Prime Minister Narendra Modi in his Mann Ki Baat last Sunday made a special mention of shuttler Kidambi Srikanth winning the Indonesian Open Superseries title and congratulated him, saying he has made India proud.
Soon after Modi’s speech, Srikanth went on to win back-to-back Superseries titles, clinching the Australia Open, beating current Olympic champion Chen Long in straight games.
Modi may not refer to many things people feel he should, but he certainly makes it a point to compliment any achievement by Indian sportspersons. He sounds sincere when he lauds sporting achievements and advises parents not to discourage their children from playing sport.
Srikanth’s coach Pullela Gopichand, who met the Prime Minister at a function along with his champion ward, was all praise for Modi and his knowledge, insight and vision of sports.
Gopichand is not the one who easily got satisfied or who showers praise on his trainees. If he feels Srikanth’s victory will infuse confidence in his other teammates Parupalli Kashyap, Ajay Jayaram, B. Sai Praneeth and H.S. Prannoy, all have great potential to be world beaters, it is a big compliment coming from him.
Gopichand knows that India does not have systems in place to catch up with China. It’s just not enough for an odd Gopichand to run a first rate academy. India, as he has said, should grow organisationally, it is not enough for the government agencies to pump in money. The country should have many more academies with top class coaches running them.
It was not easy for Gopichand to put up the facility; some players in the national squad refused to train at his academy. Some even accused him of bias and favouritism.

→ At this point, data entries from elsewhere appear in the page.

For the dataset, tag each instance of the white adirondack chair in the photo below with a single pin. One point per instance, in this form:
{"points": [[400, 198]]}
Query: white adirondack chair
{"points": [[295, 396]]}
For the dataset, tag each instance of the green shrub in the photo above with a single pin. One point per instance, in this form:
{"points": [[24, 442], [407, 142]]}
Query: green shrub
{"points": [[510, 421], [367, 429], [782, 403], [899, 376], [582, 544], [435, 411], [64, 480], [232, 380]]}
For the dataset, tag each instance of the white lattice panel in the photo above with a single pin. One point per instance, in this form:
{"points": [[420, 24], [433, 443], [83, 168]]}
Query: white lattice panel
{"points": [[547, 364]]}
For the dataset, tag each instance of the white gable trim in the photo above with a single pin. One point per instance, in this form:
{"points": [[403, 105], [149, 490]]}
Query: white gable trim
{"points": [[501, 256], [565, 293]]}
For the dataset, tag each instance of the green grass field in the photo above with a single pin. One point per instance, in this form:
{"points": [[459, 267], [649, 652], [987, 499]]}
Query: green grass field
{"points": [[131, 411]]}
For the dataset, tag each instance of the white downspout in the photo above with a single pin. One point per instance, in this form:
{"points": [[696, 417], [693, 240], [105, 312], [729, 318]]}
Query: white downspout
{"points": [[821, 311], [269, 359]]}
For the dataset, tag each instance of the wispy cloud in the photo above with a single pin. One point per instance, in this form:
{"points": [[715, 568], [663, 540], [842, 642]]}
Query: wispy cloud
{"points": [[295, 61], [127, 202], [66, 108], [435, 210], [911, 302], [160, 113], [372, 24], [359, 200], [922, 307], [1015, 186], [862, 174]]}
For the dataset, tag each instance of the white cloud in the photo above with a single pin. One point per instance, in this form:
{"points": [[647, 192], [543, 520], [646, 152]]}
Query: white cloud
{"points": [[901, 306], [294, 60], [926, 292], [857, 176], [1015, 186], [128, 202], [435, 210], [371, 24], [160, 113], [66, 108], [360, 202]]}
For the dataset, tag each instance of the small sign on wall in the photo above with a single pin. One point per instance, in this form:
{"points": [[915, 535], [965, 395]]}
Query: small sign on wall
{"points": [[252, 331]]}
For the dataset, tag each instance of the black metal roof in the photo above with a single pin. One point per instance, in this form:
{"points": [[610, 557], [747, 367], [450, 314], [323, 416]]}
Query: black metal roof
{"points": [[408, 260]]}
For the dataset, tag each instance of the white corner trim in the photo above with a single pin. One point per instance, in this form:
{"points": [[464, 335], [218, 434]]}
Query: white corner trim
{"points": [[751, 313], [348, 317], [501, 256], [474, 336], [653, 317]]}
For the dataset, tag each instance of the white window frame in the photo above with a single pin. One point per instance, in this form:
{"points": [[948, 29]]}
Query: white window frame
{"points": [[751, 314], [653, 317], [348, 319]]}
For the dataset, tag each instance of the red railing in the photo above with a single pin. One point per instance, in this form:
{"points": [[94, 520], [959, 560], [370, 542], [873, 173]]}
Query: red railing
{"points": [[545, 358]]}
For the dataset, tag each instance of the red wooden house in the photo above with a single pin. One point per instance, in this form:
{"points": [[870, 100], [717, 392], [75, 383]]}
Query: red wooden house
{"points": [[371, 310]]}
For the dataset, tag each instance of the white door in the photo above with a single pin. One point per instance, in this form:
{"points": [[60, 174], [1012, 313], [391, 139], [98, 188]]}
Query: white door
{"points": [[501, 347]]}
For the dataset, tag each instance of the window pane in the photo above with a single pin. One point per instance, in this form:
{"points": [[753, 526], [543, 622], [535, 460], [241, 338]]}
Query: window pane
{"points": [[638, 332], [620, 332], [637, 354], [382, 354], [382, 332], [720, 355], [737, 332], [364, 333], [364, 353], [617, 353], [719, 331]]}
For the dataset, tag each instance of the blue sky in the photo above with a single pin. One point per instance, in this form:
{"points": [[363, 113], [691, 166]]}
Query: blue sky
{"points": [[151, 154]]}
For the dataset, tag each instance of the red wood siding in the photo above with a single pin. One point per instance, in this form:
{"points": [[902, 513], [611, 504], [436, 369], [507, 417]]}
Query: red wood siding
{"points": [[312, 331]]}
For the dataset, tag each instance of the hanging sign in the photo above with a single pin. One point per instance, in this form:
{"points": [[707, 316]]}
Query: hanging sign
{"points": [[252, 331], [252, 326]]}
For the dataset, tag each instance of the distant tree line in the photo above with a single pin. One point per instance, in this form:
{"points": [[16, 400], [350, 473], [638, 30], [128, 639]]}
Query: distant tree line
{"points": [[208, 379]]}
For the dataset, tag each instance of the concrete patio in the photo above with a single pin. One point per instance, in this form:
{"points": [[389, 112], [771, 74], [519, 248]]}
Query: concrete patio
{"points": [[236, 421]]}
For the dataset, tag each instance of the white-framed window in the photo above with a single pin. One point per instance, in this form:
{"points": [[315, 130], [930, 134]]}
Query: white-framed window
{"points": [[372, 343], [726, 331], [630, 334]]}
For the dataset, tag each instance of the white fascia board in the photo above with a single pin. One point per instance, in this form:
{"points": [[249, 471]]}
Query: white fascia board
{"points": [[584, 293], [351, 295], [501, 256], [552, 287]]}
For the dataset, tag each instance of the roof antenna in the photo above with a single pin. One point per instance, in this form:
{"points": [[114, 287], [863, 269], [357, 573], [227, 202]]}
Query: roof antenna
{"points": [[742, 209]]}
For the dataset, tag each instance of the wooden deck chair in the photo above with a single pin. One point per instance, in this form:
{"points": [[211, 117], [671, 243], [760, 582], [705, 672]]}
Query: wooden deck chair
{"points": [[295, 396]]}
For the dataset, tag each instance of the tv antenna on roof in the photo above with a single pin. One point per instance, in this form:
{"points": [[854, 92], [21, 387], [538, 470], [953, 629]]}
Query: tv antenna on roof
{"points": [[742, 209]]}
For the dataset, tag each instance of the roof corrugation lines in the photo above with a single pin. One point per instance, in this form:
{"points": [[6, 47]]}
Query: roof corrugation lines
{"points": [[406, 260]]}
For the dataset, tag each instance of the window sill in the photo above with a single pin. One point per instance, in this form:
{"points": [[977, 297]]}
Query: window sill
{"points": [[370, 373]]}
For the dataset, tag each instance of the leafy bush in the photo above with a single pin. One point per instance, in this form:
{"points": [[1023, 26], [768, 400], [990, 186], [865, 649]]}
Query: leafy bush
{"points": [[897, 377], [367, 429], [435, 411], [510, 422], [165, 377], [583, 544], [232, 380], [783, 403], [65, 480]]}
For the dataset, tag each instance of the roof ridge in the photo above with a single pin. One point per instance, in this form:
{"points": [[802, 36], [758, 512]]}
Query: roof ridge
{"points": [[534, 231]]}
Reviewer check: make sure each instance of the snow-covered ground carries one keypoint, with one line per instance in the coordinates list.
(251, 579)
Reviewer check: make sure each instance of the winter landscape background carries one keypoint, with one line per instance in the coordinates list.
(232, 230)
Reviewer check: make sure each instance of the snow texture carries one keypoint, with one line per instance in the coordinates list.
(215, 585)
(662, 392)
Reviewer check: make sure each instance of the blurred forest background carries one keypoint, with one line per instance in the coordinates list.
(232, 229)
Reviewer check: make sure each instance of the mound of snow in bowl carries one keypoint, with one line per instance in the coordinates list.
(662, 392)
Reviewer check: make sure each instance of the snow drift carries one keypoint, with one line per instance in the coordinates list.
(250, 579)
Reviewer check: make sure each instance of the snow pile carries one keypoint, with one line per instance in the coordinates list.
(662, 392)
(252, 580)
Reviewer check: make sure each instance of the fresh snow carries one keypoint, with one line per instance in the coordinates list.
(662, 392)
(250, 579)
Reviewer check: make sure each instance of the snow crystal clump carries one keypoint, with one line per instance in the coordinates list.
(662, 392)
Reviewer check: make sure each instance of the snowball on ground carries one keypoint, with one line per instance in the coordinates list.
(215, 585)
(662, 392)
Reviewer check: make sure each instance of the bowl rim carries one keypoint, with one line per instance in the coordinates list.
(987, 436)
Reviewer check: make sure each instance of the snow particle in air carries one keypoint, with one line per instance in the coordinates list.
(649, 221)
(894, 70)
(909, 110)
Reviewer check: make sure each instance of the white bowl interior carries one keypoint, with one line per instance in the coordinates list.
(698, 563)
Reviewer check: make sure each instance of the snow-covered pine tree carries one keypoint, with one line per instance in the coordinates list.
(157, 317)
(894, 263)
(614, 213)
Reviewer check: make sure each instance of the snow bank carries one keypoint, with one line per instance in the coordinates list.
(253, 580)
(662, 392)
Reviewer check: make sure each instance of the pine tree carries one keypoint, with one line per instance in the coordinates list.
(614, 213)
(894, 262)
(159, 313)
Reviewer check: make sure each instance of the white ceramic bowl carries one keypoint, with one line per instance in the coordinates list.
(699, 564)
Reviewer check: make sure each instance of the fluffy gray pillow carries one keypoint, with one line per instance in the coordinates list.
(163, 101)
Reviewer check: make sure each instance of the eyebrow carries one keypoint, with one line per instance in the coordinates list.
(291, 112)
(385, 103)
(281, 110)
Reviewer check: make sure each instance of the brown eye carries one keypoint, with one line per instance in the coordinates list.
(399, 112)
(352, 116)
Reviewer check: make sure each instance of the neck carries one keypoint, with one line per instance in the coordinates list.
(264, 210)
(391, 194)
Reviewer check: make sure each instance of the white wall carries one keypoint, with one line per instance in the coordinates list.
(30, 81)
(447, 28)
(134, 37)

Someone like Saina Nehwal quit and shifted to Bengaluru to train with Vimal Kumar at the Prakash Academy, whatever the reason. It became a blessing in disguise for Pusarla Venkata Sindhu, who got full attention from Gopichand and she went to do one better than Saina’s bronze at the London Olympics by winning the silver at the Rio Games last year.
Both Prakash and Vimal Kumar lauded Gopichand’s efforts in putting up a world class ultra modern badminton academy and also for getting the right overseas coaches.
Luckily for Gopichand, the sports ministry, the Sports Authority of India (SAI) and the national federation stood by him and that made him to produce such excellent players and results.
In the last one year, the badminton scene has witnessed a big change. Till last season it was all Saina and Sindhu. See the transformation within a few months. Now everyone is talking about Srikanth, Sai Praneeth, Prannoy with Kashyap and Jayaram waiting in the wings. Srikanth himself has returned from a stress fracture in his right ankle he suffered soon after Rio and it took three months for him to recover.
It’s not only Srikanth, who is in the limelight entering three Superseries finals this year. He lost the third final against his friend Sai Praneeth at the Singapore Open. Praneeth also won the Thailand Open.
Talking of the two, people seem to have forgotten what Prannoy did at the Indonesian Open. In a sensational display, he removed former world champion Lee Chong Wei and Chen Long on successive days and was unlucky to lose in the semifinals; otherwise it would have been an all-India final at Jakarta.
Both Srikanth and Praneeth are seen as best bets at the upcoming world championships at Glasgow, Scotland, and Prannoy and — if Kashyap and Jayaram are injury-free — India can have their best ever world championships.
The fact that so many young players are fighting to be in the world’s top 10 is a big thing for Indian badminton. Srikanth literally gatecrashed into the top 10 after his victories at the Indonesian and Australian Open. The others are not very far.
Just as the men kept pushing themselves, Saina and Sindhu have unexpectedly struck a poor patch. It is for Vimal Kumar and Gopichand to get them back on the rails. Their losses in recent tournaments were inexplicable, unless they have any fitness problems.
If everyone is fit and in form the Year 2017 could be of India’s.